The plan to use ferries was unveiled 113 days in advance last time – but there will be a maximum of 101 days to go to the Halloween deadline by the time a new prime minister is in place in late July, the Brexit committee was told.
“We saw the challenges last time in the procurement and supply of additional ferry capacity to additional routes,” said Steve Bates, the head of the BioIndustry Association.
“It’s getting very, very short – and we’re getting less time this time, with no guidance as yet published to companies on what the plans are for ferries this time round.”
Mr Bates said there had been no “clear direction to industry”, adding: “I’m very uncertain about ferries. That is a real challenge, because that was a crucial part of the planning last time round.”
The DfT has acknowledged that any decision to seek new ferry contracts will be taken by Theresa May’s replacement.
He will not be in place until 22 July, or soon afterwards, and will be plunged immediately into a no-confidence vote at Westminster, which Labour has vowed to table.
Mr Johnson has been accused of failing to set out a convincing plan to avoid a no-deal Brexit on Halloween night, given the EU’s refusal to renegotiate the rejected agreement.
During the recent TV debate, he insisted he was the only candidate who will could be trusted to “deliver Brexit on time rather than kicking the can again”, saying: “We have to get out on 31 October.”
Mr Bates said the original ferries had been lined up because of fears of delays of more than six months on the Dover-Calais route – beyond the six months’ worth of supplies being stockpiled.
He warned the situation was “beyond the control of the Department of Health” and pointed to the recent retirement of the head of the government’s Brexit border delivery group as another worrying sign.
Pat McFadden, a Labour member of the committee, asked whether the inaction was because ministers had been “burned by the chaos over the ferry contracts that took place in the run up to March”.
Mr Grayling was engulfed by controversy over the pre-Christmas contracts, including a £13.8m deal with “start-up firm” Seaborne Freight, which had no ships. It was later scrapped.
The transport secretary was forced to concede a £33m payment to Eurotunnel, over its exclusion from the arrangement – and then axe the other contracts at a cost of around £50m.

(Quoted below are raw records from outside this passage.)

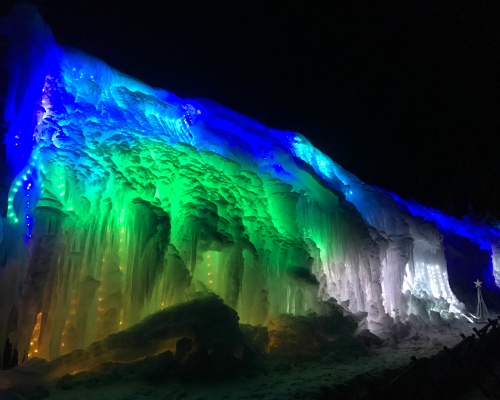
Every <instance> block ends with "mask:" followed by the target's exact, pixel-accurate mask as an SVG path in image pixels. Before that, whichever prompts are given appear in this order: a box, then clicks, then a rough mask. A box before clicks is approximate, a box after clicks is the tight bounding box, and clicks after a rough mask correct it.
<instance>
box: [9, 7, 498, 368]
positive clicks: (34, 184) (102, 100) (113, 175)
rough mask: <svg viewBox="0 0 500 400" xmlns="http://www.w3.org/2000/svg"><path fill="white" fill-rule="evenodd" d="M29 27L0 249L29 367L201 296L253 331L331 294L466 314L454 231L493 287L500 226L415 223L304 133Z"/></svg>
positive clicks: (497, 248) (342, 299) (17, 73)
mask: <svg viewBox="0 0 500 400" xmlns="http://www.w3.org/2000/svg"><path fill="white" fill-rule="evenodd" d="M28 14H29V13H28ZM31 17H32V21H31V25H30V24H27V26H31V27H32V28H35V29H32V30H31V31H30V30H29V29H28V30H19V27H17V28H16V27H15V26H14V27H13V29H12V32H14V37H16V36H15V35H19V32H24V34H25V35H26V37H23V38H22V42H30V43H32V48H30V49H28V48H27V47H26V46H25V47H19V48H18V50H16V51H17V53H16V52H14V53H13V55H12V58H11V65H10V67H11V69H12V70H13V71H18V72H19V71H24V73H25V74H22V73H21V72H19V73H17V74H16V73H14V72H13V73H12V74H11V81H10V91H9V98H8V107H7V109H6V115H5V116H6V119H7V120H8V121H10V127H9V132H8V134H7V137H6V146H7V152H8V159H9V165H10V168H11V171H12V177H13V183H12V187H11V190H10V192H9V197H8V214H7V219H6V221H5V226H4V235H3V240H2V242H1V243H0V252H1V253H0V259H1V260H6V264H5V265H2V266H0V293H1V294H3V295H4V296H5V301H0V341H1V340H3V341H2V343H5V339H6V338H9V340H10V341H11V342H13V343H14V342H15V343H16V346H17V349H18V351H19V354H21V355H24V357H28V358H29V357H32V356H34V355H37V356H40V357H43V358H47V359H52V358H55V357H57V356H58V355H60V354H65V353H67V352H70V351H72V350H74V349H78V348H83V347H84V346H86V345H88V344H90V343H92V342H94V341H96V340H100V339H103V338H105V337H106V336H107V335H109V334H111V333H113V332H116V331H118V330H121V329H123V328H125V327H128V326H130V325H132V324H134V323H136V322H137V321H139V320H140V319H141V318H143V317H145V316H147V315H149V314H151V313H153V312H155V311H157V310H159V309H161V308H163V307H167V306H170V305H172V304H176V303H179V302H183V301H186V300H187V299H190V298H193V297H195V296H197V293H199V292H204V291H213V292H215V293H217V294H218V295H220V296H221V297H222V298H223V299H224V301H225V302H226V303H227V304H228V305H230V306H231V307H233V308H234V309H236V310H237V311H238V314H239V316H240V318H241V320H242V321H243V322H247V323H252V324H266V323H268V322H269V321H270V320H271V319H272V318H273V317H274V316H276V315H279V314H280V313H292V314H298V315H301V314H306V313H308V312H311V311H313V312H317V313H321V312H323V311H324V309H325V304H324V303H322V301H324V300H328V299H330V298H332V297H333V298H335V299H336V300H337V301H339V302H342V304H343V305H344V306H345V307H346V308H348V309H349V310H351V311H352V312H354V313H363V314H360V315H364V316H366V318H367V319H368V321H369V323H375V322H377V321H378V320H379V319H380V318H382V317H384V316H385V315H386V314H387V313H388V314H393V313H394V312H395V311H394V310H397V311H396V312H398V313H399V315H400V316H402V317H404V316H405V315H409V314H410V313H413V314H415V315H417V316H419V317H420V318H422V319H423V320H424V321H428V320H429V318H430V317H429V312H430V311H437V312H440V313H441V314H442V315H443V316H449V315H450V313H457V312H459V309H461V306H459V300H458V299H457V298H456V297H455V295H454V294H453V291H452V290H451V288H450V285H449V281H448V270H447V260H446V257H445V251H444V250H445V249H444V245H443V234H444V231H446V230H450V231H453V232H454V233H456V234H458V235H461V236H465V237H468V238H470V239H471V240H473V241H476V242H477V243H480V245H481V246H482V247H483V248H486V247H488V246H489V247H488V248H489V249H493V250H492V260H493V266H494V273H495V279H497V282H498V277H499V276H500V274H499V265H500V258H499V256H498V254H499V253H500V252H499V251H498V245H497V244H498V232H497V230H496V229H494V228H491V227H484V226H479V225H473V224H467V223H466V222H460V221H456V220H453V219H450V218H447V217H444V216H440V218H441V219H437V220H434V219H433V220H431V221H430V222H429V221H425V220H424V219H423V218H421V217H420V216H421V215H427V214H425V213H427V212H428V211H426V209H425V208H423V207H421V206H417V205H411V204H410V203H407V202H404V201H403V200H401V199H399V198H397V197H395V196H394V195H389V194H387V193H385V192H383V191H382V190H380V189H377V188H374V187H371V186H368V185H365V184H364V183H363V182H361V181H360V180H359V179H357V178H356V177H355V176H353V175H352V174H350V173H348V172H347V171H345V170H343V169H342V168H341V167H340V166H339V165H337V164H336V163H335V162H333V161H332V160H331V159H330V158H329V157H327V156H326V155H324V154H323V153H322V152H321V151H319V150H318V149H316V148H314V147H313V146H312V145H311V144H310V143H309V142H308V141H307V139H306V138H305V137H303V136H302V135H300V134H298V133H293V132H286V131H277V130H274V129H270V128H267V127H265V126H263V125H262V124H260V123H258V122H257V121H255V120H253V119H251V118H248V117H245V116H242V115H239V114H237V113H234V112H232V111H230V110H228V109H226V108H224V107H222V106H220V105H217V104H215V103H212V102H210V101H208V100H203V101H202V100H195V99H190V100H182V99H180V98H178V97H176V96H175V95H173V94H172V93H169V92H167V91H165V90H160V89H155V88H151V87H150V86H148V85H146V84H144V83H141V82H139V81H137V80H134V79H132V78H130V77H127V76H125V75H123V74H121V73H119V72H117V71H115V70H113V69H112V68H110V67H109V66H107V65H105V64H104V63H103V62H101V61H99V60H97V59H95V58H92V57H90V56H88V55H85V54H82V53H79V52H76V51H74V50H68V49H61V48H59V47H58V46H56V45H55V44H54V43H53V40H52V37H51V35H50V32H49V31H48V29H47V28H46V27H45V25H44V24H43V22H42V21H40V20H39V19H38V17H37V16H36V15H35V16H33V15H32V16H31ZM18 22H19V21H18ZM20 23H21V22H20ZM23 24H25V21H23ZM14 25H15V24H14ZM25 25H26V24H25ZM25 25H23V26H25ZM40 38H43V40H40ZM14 44H15V40H14ZM19 49H25V52H24V53H23V52H22V51H21V50H19ZM430 213H431V214H432V211H431V212H430ZM443 221H447V222H443ZM25 243H26V244H25ZM21 293H22V294H21ZM13 315H18V317H17V320H16V319H14V320H13V318H14V317H12V316H13ZM16 327H17V329H16Z"/></svg>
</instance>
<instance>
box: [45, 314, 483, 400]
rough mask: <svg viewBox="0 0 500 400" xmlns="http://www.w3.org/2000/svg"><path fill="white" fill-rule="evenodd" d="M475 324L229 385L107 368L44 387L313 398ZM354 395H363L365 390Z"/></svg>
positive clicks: (297, 364) (113, 396)
mask: <svg viewBox="0 0 500 400" xmlns="http://www.w3.org/2000/svg"><path fill="white" fill-rule="evenodd" d="M473 327H474V325H472V324H470V323H466V322H463V321H454V322H453V323H452V324H451V326H443V327H439V328H438V327H433V326H430V325H425V326H421V327H420V329H418V330H417V329H413V330H412V331H411V333H410V335H409V336H408V337H407V338H405V339H404V340H402V341H400V342H399V343H398V344H397V346H392V347H389V346H383V347H380V348H371V349H370V350H369V352H368V354H367V355H366V356H361V357H356V358H351V359H346V360H343V361H331V360H329V359H328V357H325V358H324V359H322V360H318V361H314V362H303V363H289V362H283V361H280V362H272V361H270V362H269V363H268V364H267V366H266V370H267V373H260V374H258V375H257V376H254V377H241V378H238V379H237V380H235V381H233V382H222V383H221V382H219V383H216V382H213V383H212V382H206V383H195V382H182V381H167V382H164V383H161V384H150V383H148V382H146V381H143V380H141V379H140V378H138V377H137V376H134V375H129V376H125V377H122V379H121V380H119V381H112V379H111V381H110V378H109V377H106V374H107V372H106V370H104V371H102V372H100V373H96V374H94V375H92V376H91V377H90V378H87V379H86V380H85V381H83V382H82V384H79V385H76V386H74V387H72V388H70V389H66V390H63V389H61V388H60V387H59V388H57V387H55V384H53V385H52V386H50V387H49V388H48V389H49V391H50V395H49V396H48V397H47V399H50V400H63V399H71V400H84V399H102V400H132V399H158V400H174V399H186V400H190V399H193V400H202V399H203V400H212V399H214V400H215V399H317V398H320V397H321V393H322V391H324V388H325V387H327V388H332V387H338V386H339V385H346V386H349V385H351V386H353V385H355V384H356V383H355V382H356V379H357V377H359V376H371V377H374V378H376V377H381V376H383V374H384V371H387V370H388V369H398V368H402V367H404V366H405V365H408V364H409V363H410V361H411V357H412V356H414V357H417V358H422V357H430V356H432V355H434V354H436V353H438V352H439V351H441V350H442V349H443V346H447V347H449V348H451V347H453V346H455V345H456V344H458V343H459V342H460V341H461V340H462V338H461V337H460V334H461V333H464V334H465V335H470V334H472V333H473V331H472V328H473ZM355 391H357V392H358V394H360V395H361V394H364V393H365V392H364V388H363V387H361V386H360V387H359V388H357V389H356V390H355Z"/></svg>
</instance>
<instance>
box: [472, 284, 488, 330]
mask: <svg viewBox="0 0 500 400" xmlns="http://www.w3.org/2000/svg"><path fill="white" fill-rule="evenodd" d="M474 283H475V284H476V288H477V310H476V322H486V321H485V320H487V319H488V318H489V317H490V314H489V313H488V309H487V308H486V303H485V302H484V299H483V295H482V293H481V285H482V283H483V282H481V281H479V279H477V280H476V282H474Z"/></svg>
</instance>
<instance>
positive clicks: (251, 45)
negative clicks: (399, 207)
mask: <svg viewBox="0 0 500 400" xmlns="http://www.w3.org/2000/svg"><path fill="white" fill-rule="evenodd" d="M34 2H35V4H36V5H37V6H38V8H39V10H40V12H41V13H42V15H43V16H44V18H45V20H46V21H47V22H48V23H49V24H50V26H51V28H52V30H53V33H54V36H55V38H56V41H58V42H59V43H60V44H63V45H70V46H73V47H77V48H80V49H82V50H85V51H87V52H89V53H91V54H93V55H95V56H97V57H99V58H101V59H103V60H104V61H106V62H108V63H109V64H110V65H111V66H113V67H115V68H117V69H119V70H122V71H123V72H125V73H128V74H130V75H133V76H135V77H137V78H139V79H141V80H143V81H145V82H147V83H149V84H151V85H154V86H158V87H163V88H165V89H167V90H170V91H172V92H174V93H176V94H177V95H179V96H181V97H208V98H211V99H213V100H215V101H217V102H219V103H221V104H223V105H226V106H228V107H229V108H232V109H234V110H236V111H239V112H242V113H244V114H247V115H250V116H252V117H255V118H256V119H258V120H260V121H261V122H263V123H264V124H266V125H268V126H271V127H275V128H281V129H289V130H294V131H298V132H301V133H302V134H304V135H305V136H306V137H308V138H309V139H310V140H311V141H312V142H313V144H315V145H316V147H318V148H320V149H321V150H322V151H324V152H325V153H327V154H328V155H330V156H331V157H332V158H333V159H334V160H335V161H337V162H338V163H339V164H341V165H342V166H343V167H345V168H346V169H348V170H349V171H351V172H353V173H354V174H356V175H357V176H358V177H359V178H361V179H362V180H364V181H365V182H367V183H370V184H374V185H377V186H382V187H384V188H386V189H388V190H392V191H395V192H397V193H398V194H400V195H402V196H404V197H413V198H415V199H417V200H418V201H420V202H422V203H423V204H425V205H428V206H431V207H437V208H440V209H442V210H444V211H445V212H447V213H451V214H454V215H457V216H461V215H463V214H465V213H467V212H468V211H469V210H471V209H473V210H474V211H475V212H476V214H478V215H479V216H481V217H484V216H485V215H486V212H487V211H488V210H489V211H491V212H492V213H493V214H494V215H496V216H499V217H500V188H499V185H500V169H499V168H498V162H499V159H500V157H499V151H498V149H497V144H496V143H497V141H498V139H497V137H498V136H499V134H500V109H499V108H500V79H498V74H499V73H500V5H499V4H498V1H497V0H495V1H480V0H454V1H447V2H444V1H438V0H430V1H416V0H415V1H405V0H399V1H390V2H388V1H373V0H366V1H360V0H343V1H336V0H328V1H320V0H308V1H293V0H288V1H272V0H265V1H258V0H232V1H216V0H213V1H210V0H203V1H188V0H142V1H133V2H125V1H108V0H106V1H104V0H100V1H94V0H71V1H68V0H66V1H61V0H59V1H54V0H53V1H51V0H38V1H34Z"/></svg>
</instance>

But Ms Wollaston added: “My preference is to rule out no deal, but while it remains a distinct possibility there is one worse than wasting this money, which is to end up with medical shortages.”
A Department of Health and Social Care spokesperson said: “Our priority is for all patients to continue to have access to medicines and medical products when we leave the EU.
“We are working with industry and other stakeholders to continue robust no deal contingency planning for supply after we leave on 31 October.”